Bp Szymon Stułkowski w homilii powiedział, że może się wydawać, iż w mieście trudniej jest odkrywać Pana Boga. Tymczasem Jezus dzieła zbawienia dokonał w mieście, w Jerozolimie: w niej chodził do świątyni, szedł drogą krzyżową, złożył ofiarę za zbawienie świata, został pogrzebany, zmartwychwstał i zesłał Ducha Świętego. To wszystko działo się w mieście.

Zaznaczył, że w Biblii Pan Bóg zapowiada, że oczekuje człowieka w „niebieskim Jerusalem”, w niebiańskim mieście: - W wymiarze wiary warto odkrywać tę prawdę, że Pan Bóg chce mnie zbawić tu, gdzie żyję, w tym mieście, wśród tych sąsiadów, w tej parafii. To jest miejsce, w którym odkrywam Boga, uczę się Go naśladować. Tu jest moja codzienność z Panem Bogiem - głosił biskup.

Pasterz Kościoła płockiego poprosił, aby mieszkańcy miasta wzajemnie się za siebie modlili, by byli otwarci na Boga, żeby w mieście, w którym żyją, dokonywało się ich zbawienie.

Odwołał się również do obrazu Jezusa - Sługi, który stał się stworzeniem, poniżył się, aby wziąć na siebie grzech całego świata. Stał się „pomostem między niebem a ziemią, żeby pojednać ludzkość z Bogiem”.

- Taka jest też misja wszystkich, którzy angażują się na rzecz drugiego człowieka. Ta misja ma być na wzór Chrystusa. Rządzenie miastem, to służba na rzecz mieszkańców. Służba, to droga kariery na rzecz człowieka wierzącego - uważał bp Stułkowski.

Msza św. sprawowana była w kościele parafii pw. św.

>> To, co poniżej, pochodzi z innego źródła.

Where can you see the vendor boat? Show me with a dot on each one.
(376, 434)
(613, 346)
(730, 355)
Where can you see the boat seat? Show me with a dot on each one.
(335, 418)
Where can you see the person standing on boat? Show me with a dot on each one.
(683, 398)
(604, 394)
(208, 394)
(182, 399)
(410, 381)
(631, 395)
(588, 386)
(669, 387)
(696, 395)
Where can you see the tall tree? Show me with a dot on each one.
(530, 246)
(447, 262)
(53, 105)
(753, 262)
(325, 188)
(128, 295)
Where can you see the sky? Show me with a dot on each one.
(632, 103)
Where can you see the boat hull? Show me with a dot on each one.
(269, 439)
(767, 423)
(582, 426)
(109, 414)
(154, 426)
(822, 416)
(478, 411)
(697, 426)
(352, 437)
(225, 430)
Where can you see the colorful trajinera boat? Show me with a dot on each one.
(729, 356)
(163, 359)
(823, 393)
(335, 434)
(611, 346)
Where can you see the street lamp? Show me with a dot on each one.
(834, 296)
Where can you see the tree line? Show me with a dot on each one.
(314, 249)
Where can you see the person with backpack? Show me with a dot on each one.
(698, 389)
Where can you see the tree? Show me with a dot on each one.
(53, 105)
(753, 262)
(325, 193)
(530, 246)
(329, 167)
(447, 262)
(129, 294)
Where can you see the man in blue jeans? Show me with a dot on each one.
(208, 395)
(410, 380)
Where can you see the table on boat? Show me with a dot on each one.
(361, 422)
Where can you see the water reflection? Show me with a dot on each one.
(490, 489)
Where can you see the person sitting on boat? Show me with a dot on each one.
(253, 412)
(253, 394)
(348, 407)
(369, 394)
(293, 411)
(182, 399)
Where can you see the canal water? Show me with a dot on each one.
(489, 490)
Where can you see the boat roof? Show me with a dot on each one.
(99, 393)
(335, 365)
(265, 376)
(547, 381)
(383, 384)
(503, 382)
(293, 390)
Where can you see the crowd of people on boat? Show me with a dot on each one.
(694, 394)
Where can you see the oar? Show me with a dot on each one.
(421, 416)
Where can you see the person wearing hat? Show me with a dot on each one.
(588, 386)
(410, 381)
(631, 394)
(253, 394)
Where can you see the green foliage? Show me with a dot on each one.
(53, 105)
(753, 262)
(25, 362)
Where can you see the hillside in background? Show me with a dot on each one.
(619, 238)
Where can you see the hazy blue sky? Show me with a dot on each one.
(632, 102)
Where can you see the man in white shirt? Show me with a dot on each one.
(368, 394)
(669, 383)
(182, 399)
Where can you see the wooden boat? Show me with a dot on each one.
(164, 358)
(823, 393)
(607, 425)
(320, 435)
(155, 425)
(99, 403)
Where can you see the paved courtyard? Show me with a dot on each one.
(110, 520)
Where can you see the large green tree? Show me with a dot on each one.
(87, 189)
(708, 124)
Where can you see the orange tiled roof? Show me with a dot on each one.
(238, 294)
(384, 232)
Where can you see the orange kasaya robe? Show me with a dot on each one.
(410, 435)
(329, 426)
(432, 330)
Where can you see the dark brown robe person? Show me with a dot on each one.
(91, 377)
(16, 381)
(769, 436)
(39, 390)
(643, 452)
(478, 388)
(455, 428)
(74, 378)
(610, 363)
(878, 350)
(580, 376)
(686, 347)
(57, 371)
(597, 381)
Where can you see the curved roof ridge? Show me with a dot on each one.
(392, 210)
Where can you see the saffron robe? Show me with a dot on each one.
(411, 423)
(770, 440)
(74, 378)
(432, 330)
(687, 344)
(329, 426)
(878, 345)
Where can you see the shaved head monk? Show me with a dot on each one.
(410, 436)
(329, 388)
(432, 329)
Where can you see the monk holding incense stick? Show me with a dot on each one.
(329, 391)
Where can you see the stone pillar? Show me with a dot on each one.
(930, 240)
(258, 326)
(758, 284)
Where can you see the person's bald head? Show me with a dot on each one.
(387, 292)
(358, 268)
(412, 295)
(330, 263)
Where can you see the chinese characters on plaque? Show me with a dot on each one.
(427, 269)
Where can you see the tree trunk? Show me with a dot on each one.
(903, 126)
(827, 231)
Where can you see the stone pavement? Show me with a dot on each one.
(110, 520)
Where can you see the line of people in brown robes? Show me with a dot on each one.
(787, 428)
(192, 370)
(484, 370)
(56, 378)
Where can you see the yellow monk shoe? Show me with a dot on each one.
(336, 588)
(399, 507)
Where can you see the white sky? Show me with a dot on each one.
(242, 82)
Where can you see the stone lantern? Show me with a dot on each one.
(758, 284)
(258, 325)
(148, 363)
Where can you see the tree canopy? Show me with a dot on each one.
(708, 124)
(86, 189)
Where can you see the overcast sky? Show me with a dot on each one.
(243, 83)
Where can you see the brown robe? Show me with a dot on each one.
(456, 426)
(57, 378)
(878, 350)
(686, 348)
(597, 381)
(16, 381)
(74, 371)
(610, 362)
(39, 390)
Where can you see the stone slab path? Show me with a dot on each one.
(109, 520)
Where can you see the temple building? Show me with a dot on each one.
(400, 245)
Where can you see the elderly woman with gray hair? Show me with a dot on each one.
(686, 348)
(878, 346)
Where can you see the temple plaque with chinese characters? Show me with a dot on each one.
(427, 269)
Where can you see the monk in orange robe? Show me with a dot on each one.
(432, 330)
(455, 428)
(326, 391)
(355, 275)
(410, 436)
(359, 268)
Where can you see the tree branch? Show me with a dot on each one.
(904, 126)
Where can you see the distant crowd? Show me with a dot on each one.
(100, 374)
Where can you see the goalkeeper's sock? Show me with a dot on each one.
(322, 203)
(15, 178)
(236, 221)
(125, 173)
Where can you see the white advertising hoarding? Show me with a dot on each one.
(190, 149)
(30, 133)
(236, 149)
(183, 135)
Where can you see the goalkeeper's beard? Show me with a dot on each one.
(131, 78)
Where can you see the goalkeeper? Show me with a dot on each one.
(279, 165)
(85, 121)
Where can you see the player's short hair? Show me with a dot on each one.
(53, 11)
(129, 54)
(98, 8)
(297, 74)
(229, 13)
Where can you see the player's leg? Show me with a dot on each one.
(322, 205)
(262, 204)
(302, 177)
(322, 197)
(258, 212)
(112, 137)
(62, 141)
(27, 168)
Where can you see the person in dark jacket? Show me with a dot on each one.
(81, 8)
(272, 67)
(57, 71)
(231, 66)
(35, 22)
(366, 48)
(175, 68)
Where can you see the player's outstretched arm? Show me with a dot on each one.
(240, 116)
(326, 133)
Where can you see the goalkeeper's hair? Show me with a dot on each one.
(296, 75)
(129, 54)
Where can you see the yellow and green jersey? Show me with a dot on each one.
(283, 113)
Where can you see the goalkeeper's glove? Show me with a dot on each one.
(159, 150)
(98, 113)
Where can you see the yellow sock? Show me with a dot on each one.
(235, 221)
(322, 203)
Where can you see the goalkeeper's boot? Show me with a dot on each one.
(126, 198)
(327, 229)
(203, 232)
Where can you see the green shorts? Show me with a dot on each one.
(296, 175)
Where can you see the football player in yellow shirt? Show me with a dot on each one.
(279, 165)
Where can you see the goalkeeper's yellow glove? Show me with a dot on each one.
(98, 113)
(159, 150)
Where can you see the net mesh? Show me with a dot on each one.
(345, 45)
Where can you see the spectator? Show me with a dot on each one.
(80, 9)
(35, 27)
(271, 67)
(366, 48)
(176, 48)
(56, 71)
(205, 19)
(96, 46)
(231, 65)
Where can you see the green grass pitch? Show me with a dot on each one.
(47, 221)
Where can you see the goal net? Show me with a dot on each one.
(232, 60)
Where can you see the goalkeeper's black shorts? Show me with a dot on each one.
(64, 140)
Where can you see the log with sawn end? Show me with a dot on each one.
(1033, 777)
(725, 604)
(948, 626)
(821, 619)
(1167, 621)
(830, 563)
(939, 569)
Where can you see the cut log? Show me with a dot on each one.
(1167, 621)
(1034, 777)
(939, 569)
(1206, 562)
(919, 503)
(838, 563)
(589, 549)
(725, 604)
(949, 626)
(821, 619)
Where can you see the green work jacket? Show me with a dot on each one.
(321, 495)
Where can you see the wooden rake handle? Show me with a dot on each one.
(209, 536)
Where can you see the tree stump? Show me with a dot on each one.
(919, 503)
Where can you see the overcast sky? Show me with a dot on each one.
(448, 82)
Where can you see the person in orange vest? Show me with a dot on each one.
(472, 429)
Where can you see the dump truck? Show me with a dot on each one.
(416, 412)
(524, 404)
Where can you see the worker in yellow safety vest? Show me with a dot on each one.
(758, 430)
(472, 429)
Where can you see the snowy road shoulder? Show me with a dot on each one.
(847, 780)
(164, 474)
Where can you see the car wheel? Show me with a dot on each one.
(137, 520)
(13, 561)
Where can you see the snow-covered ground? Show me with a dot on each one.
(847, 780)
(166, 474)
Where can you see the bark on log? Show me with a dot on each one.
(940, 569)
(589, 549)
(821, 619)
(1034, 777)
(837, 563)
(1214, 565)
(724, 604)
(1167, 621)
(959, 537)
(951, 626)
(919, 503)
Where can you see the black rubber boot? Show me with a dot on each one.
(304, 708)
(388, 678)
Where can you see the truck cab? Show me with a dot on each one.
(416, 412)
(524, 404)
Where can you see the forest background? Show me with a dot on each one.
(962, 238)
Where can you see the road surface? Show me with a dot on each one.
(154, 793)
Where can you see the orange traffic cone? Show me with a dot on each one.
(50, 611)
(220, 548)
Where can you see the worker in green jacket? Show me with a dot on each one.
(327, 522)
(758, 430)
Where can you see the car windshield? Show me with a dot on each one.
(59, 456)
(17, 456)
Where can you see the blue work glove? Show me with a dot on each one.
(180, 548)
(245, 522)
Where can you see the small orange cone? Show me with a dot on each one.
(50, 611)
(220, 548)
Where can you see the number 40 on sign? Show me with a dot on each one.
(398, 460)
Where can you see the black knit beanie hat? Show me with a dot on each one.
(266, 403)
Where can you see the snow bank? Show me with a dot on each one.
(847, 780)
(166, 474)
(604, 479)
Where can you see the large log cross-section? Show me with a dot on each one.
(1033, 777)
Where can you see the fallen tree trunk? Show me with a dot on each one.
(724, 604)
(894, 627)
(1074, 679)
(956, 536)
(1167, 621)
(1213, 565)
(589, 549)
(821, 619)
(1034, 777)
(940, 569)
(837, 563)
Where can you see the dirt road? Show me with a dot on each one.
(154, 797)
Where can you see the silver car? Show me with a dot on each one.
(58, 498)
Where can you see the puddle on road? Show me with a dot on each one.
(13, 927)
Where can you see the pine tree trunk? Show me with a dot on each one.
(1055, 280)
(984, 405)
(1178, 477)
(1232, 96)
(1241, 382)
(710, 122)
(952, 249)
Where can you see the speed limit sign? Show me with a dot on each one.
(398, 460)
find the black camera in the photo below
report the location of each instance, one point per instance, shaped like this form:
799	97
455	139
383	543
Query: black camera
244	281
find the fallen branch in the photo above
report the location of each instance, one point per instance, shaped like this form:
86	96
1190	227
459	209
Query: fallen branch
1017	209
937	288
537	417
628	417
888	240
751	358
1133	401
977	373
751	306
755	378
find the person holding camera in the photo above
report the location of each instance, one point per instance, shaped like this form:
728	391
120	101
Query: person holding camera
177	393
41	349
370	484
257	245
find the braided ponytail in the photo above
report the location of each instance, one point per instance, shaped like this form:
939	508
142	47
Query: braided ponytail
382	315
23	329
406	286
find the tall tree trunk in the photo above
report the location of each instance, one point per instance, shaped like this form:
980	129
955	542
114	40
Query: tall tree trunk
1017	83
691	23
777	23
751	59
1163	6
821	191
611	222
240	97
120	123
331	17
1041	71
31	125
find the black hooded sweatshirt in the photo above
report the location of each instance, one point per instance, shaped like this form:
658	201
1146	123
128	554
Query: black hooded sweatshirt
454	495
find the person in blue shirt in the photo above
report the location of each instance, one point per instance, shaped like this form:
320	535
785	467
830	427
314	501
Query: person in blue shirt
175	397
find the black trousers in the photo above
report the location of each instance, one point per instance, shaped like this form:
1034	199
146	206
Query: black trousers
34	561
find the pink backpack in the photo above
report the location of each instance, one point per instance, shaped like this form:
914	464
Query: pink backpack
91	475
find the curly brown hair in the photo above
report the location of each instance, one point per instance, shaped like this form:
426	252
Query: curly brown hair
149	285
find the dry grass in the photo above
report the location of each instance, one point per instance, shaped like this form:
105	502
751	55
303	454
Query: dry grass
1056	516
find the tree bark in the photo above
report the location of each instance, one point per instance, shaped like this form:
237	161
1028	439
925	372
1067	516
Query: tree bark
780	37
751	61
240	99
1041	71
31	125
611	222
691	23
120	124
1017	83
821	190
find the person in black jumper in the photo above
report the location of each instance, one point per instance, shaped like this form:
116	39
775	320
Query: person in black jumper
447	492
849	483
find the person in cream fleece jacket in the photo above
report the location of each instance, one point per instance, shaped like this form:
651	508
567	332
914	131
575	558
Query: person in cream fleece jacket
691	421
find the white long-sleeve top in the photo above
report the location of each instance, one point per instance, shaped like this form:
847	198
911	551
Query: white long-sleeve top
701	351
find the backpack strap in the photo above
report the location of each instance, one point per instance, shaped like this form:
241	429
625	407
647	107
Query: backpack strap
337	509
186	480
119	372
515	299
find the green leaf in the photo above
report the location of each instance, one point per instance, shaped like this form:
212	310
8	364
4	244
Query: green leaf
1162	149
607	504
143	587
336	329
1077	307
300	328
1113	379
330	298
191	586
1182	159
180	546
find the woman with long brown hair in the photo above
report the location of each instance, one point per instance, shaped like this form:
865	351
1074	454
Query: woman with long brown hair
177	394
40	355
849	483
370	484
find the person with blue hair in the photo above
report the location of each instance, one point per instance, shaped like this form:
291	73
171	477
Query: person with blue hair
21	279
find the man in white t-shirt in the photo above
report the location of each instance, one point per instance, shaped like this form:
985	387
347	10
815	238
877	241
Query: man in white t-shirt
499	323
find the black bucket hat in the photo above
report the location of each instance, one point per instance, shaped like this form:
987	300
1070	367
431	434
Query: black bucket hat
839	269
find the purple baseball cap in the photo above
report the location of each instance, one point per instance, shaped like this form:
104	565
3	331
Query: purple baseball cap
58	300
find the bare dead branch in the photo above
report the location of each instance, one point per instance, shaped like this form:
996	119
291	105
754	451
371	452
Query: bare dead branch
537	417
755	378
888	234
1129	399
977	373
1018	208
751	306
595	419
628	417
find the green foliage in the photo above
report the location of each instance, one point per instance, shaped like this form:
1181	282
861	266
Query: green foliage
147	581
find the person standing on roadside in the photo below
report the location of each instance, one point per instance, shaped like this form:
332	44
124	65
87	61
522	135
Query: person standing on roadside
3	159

Stanisława BM. Jej proboszczem jest ks. dr Rafał Pabich.

Glinojeck prawa miejskie uzyskał 1 października 1993 roku. Zamieszkuje go około 2800 mieszkańców. Burmistrzem Miasta i Gminy Glinojeck jest Łukasz Kapczyński. Pierwsza wzmianka o miejscowości Glinojeck pochodzi z 1403 roku, był on własnością szlachecką. Przez dłuższy czas należał do rodziny Glinojeckich. W 1859 roku w miejscowości powstała cukrownia „Izabelin”. Obecnie jest to największa w Europie środkowo-wschodniej cukrownia, zarządzana przez spółkę Pfeifer & Langen Polska S.A.